The user may perform an operation S10 of coupling the sensor board 100 to the main body 200 to perform the multi-channel drug detection method. The user may check a result of analyzing the presence and amount of the target material and then perform an operation S80 of separating the sensor board 100 from the main body 200.

The sensor 120 disposed on the sensor board 100 of the multi-channel drug detection device 1 may be a surface acoustic wave sensor 120. To describe the multi-channel drug detection method, a structure and operation of the sensor 120 will first be described with reference to FIG. 4.

FIG. 4 is a diagram describing the sensor board 100 based on an embodiment. FIGS. 2, 3, and 4 will also be used for description.

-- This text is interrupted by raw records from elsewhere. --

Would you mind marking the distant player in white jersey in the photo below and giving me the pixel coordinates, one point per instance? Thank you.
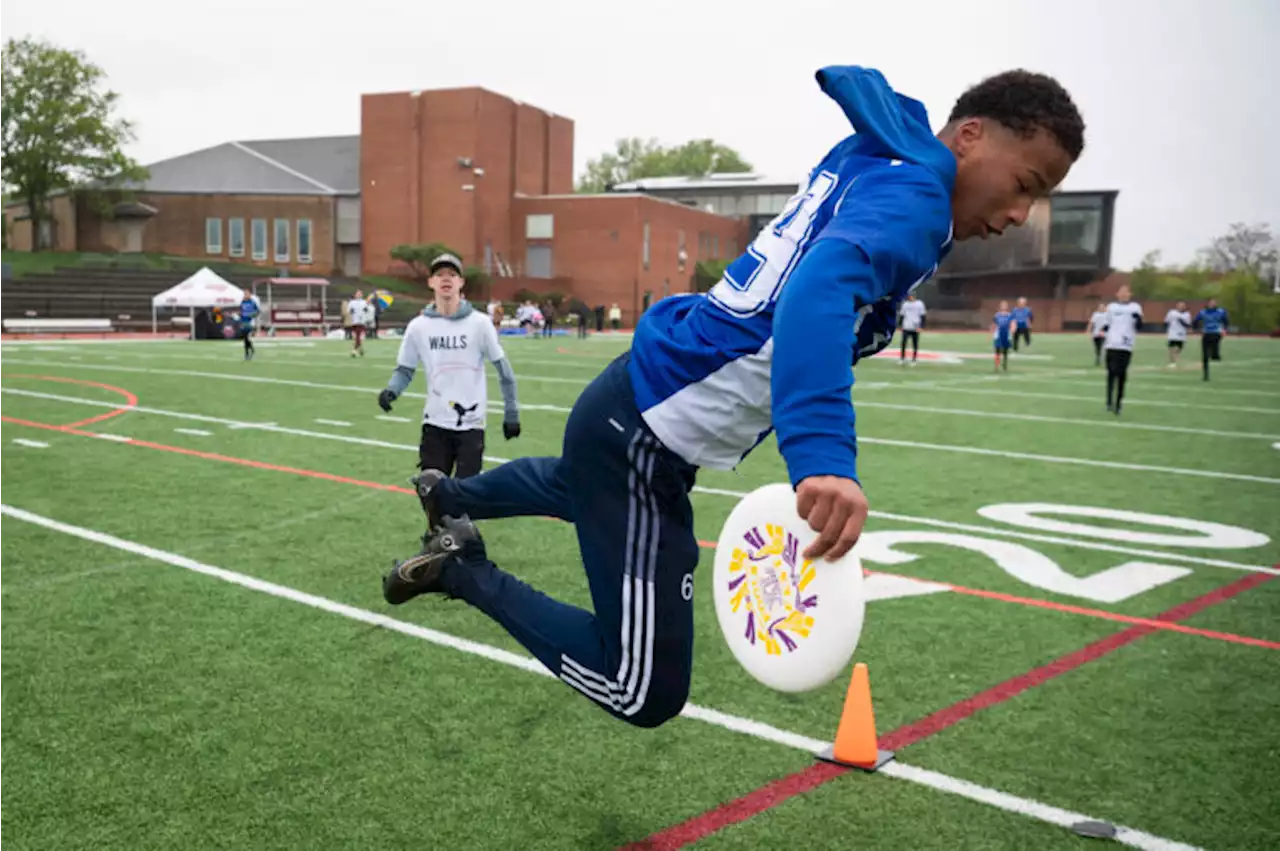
(913, 320)
(1176, 324)
(452, 341)
(359, 311)
(1124, 321)
(1097, 329)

The plurality of sensors 120 may be disposed on the sensor substrate 110. In each of the sensors 120, an input inter-digital transducer (IDT) 122 and an output IDT 123 may be formed on a piezoelectric material 121, and a detection region 124 may be formed between the input IDT 122 and the output IDT 123. A detection material 125 specifically combining with the target material may be formed in the detection region 124. When an electrical signal generated in the oscillator 240 is transmitted to the input IDT 122, the input IDT 122 generates a surface acoustic wave by vibrating the piezoelectric material 121 according to a frequency of the electrical signal, the surface acoustic wave passes through the detection region 124 and reaches the output IDT 123, and the output IDT 123 converts the surface acoustic wave transmitted through the piezoelectric material 121 into an electrical signal and outputs the converted electrical signal. In this instance, when a signal corresponding to the resonance frequency is input to the piezoelectric material 121, the magnitude of the electrical signal output by the output IDT 123 appears the largest.

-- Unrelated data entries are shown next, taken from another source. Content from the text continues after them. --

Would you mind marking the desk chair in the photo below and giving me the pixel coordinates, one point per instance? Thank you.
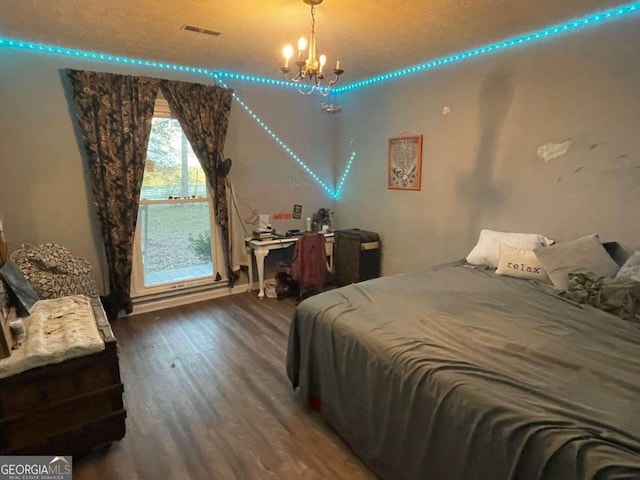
(306, 273)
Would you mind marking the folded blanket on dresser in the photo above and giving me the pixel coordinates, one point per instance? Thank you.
(57, 329)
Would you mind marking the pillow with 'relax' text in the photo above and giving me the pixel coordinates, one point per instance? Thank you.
(520, 263)
(487, 250)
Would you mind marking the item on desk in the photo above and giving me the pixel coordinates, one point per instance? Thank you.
(263, 233)
(18, 331)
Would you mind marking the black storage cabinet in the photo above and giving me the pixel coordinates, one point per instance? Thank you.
(356, 256)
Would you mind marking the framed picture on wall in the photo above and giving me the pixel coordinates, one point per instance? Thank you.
(405, 163)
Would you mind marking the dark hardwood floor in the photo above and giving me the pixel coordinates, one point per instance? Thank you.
(207, 397)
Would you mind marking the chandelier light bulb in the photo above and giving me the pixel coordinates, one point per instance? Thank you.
(302, 46)
(308, 69)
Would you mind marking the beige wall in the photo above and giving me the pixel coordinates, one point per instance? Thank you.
(44, 195)
(480, 164)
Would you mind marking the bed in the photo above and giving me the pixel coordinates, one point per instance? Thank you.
(456, 372)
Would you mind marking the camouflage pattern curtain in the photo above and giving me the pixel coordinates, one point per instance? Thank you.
(114, 113)
(203, 113)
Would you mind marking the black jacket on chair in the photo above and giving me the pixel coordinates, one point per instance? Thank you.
(306, 274)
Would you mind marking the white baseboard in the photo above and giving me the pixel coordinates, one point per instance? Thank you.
(142, 305)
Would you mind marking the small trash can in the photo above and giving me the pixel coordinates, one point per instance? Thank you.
(270, 289)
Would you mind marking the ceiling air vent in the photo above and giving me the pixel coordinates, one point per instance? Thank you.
(203, 31)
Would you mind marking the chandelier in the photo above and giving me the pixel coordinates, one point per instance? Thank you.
(310, 70)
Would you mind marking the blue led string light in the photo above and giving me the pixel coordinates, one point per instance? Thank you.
(343, 178)
(285, 147)
(72, 52)
(572, 25)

When the user performs an operation of coupling the sensor board 100 to the main body 200 and inputs a measurement start command through the input unit 272, the main body 200 may repeatedly perform the resonance frequency search operation S20. The resonance frequency search operation S20 may be repeatedly performed at set times in a drug detection process. A set time interval may be significantly short. The resonance frequency determined in the resonance frequency search operation S20 may be stored in the storage unit 273 along with a determined time. The resonance frequency search operation S20 may be performed in parallel with sequentially performing the initial state recognition operation S30, the operation S40 of inserting the sample into the sensor board 100, and the resonance frequency tracking operation S50.

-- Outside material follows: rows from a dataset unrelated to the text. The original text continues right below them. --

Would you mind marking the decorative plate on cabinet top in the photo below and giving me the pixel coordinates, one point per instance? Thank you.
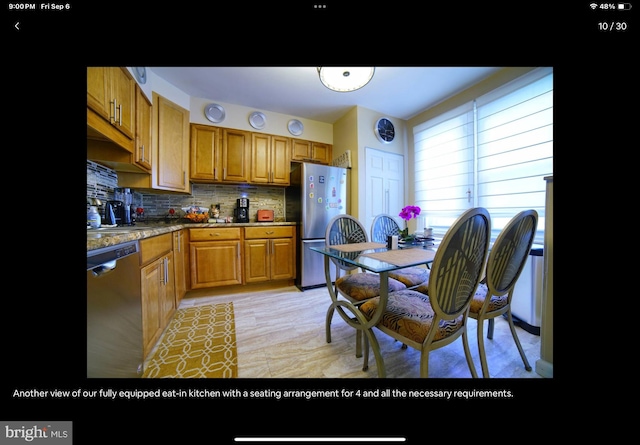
(295, 127)
(214, 112)
(258, 120)
(140, 74)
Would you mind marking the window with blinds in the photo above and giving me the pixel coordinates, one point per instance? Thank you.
(493, 152)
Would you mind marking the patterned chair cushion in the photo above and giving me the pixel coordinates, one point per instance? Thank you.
(479, 297)
(410, 314)
(411, 276)
(361, 286)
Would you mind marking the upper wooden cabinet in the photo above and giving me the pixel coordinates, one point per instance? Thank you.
(236, 150)
(169, 151)
(270, 159)
(308, 151)
(143, 130)
(171, 132)
(206, 153)
(111, 104)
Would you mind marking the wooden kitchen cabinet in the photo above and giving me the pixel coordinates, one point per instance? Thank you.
(111, 104)
(180, 261)
(143, 130)
(270, 159)
(171, 131)
(215, 256)
(169, 151)
(157, 287)
(309, 151)
(269, 253)
(236, 151)
(206, 153)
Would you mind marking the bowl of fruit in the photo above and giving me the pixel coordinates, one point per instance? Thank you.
(196, 214)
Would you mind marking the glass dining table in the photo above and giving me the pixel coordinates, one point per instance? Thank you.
(374, 258)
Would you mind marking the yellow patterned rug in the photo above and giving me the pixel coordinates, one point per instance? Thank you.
(200, 342)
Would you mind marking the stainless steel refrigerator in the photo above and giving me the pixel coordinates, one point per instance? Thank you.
(317, 193)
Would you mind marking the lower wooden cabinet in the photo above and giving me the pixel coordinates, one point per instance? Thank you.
(215, 257)
(157, 287)
(269, 253)
(181, 259)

The resonance frequency search operation S20 may be sequentially performed for each of the plurality of sensors 120. After searching for a resonance frequency of the first sensor 120a, a resonance frequency of the second sensor 120b may be searched for, and then a resonance frequency of the Nth sensor 120 may be searched for. A process of searching for resonance frequencies from the first sensor 120a to the Nth sensor 120 and then searching for resonance frequencies from the first sensor 120a to the Nth sensor 120 may be repeated. The processor 260 may store a result of searching for the resonance frequency for each of the sensors 120 in the storage unit 273.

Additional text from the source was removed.